Dort werden wir bereits von der Feuerwehr erwartet. Ich rechne damit, dass sie das Schiff desinfizieren und uns testen wollen. Aber weit gefehlt. Die sind nur hier, um uns aus Primosten rauszueskortieren. Wir schlichten unser Gepäck in mein Auto, das von Pero, dem Basischef, für mich vollgetankt wurde und schon geht es los. Vorneweg die Feuerwehr, dahinter wir, lotsen sie uns aus der Marina. Bis zur Ortsmitte Primosten bleiben sie vor uns, dann winken sie uns vorbei. Wir haben von der Polizei eine Karte bekommen, auf der die Strecke die wir zu nehmen haben, eingezeichnet ist. Auch die Tankstellen dürfen wir uns nicht aussuchen, es gibt bis Zagreb nur eine, an der wir halten dürfen.

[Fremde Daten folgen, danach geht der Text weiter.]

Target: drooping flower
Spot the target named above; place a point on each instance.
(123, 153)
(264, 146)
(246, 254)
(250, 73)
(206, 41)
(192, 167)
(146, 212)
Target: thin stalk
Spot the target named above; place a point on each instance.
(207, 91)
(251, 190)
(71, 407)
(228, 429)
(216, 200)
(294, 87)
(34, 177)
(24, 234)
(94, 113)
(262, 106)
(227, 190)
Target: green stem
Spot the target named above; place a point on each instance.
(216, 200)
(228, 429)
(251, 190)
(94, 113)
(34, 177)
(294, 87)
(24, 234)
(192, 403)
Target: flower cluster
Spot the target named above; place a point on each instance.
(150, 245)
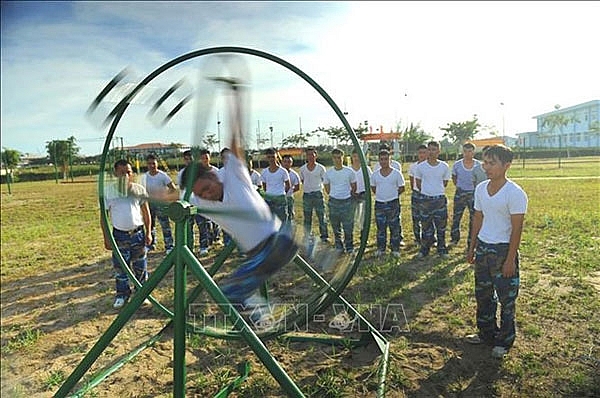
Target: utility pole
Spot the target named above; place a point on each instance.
(219, 132)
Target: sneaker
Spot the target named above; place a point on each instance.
(473, 339)
(341, 322)
(499, 352)
(119, 302)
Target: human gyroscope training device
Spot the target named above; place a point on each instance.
(311, 281)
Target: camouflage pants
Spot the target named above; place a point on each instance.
(462, 200)
(157, 212)
(132, 248)
(278, 206)
(341, 216)
(434, 218)
(290, 207)
(314, 201)
(416, 200)
(490, 287)
(387, 215)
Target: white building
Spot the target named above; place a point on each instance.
(576, 126)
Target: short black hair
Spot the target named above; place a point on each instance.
(196, 171)
(500, 152)
(120, 162)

Um 23:30 sind wir am kroatischen Grenzübergang. Wir zeigen unsere Ausweise und stellen fest, dass wir schon erwartet wurden. Scheinbar haben sie uns die ganze Strecke per Handyortung überwacht. Wo bleibt da der Gedanke der Reisefreiheit in der EU? Wo die Datenschutzrechte? Ich hoffe, das kommt wieder. Denn ein überwachtes Europa ist nicht das Europa, in dem ich leben will. An der slowenischen Grenze sind wir um 23:40 Uhr. Hier kommen wir problemlos weiter.

Samstag 09.05.20

An der österreichischen Grenze sind wir um 00:30 Uhr. Die Polizei weist uns an, rechts ran zu fahren. Ein Mitarbeiter der BH, der uns einen Zettel bezügliche freiwilliger Quarantäne ausfüllen lässt, kommt zu uns. Ich glaube, hier geht die Handy–Überwachung weiter. Um 04:00 Uhr sind wir in Fischamend. Die letzten Kilometer haben wir uns alle 30 Minuten im Auto abgelöst, da wir schon so müde waren.

Zurückgelegte Strecke gesamt 1650 SM. Davon alleine 420 SM zu zweit 1230 SM. 70 Stunden unter Motor.

Zum Schluss möchte ich Danke sagen!
Danke an all jene, die mir geholfen haben diese Reise, während Corona, zu einem guten Ende zu bringen!
Das erste und größte Danke an Gottfried. Ohne dich wäre ich heute noch unterwegs.
Danke Herr Karl! Deine Whatsapp-Betreuung und Aufmunterung hat mir sehr geholfen. Schade, dass du nicht dabei sein konntest. Ich weiß, wieviel Spaß du am Steuer hast.
Danke Oliver der Schweizer, Parasailer, aus Benalmadena für das Übersetzen.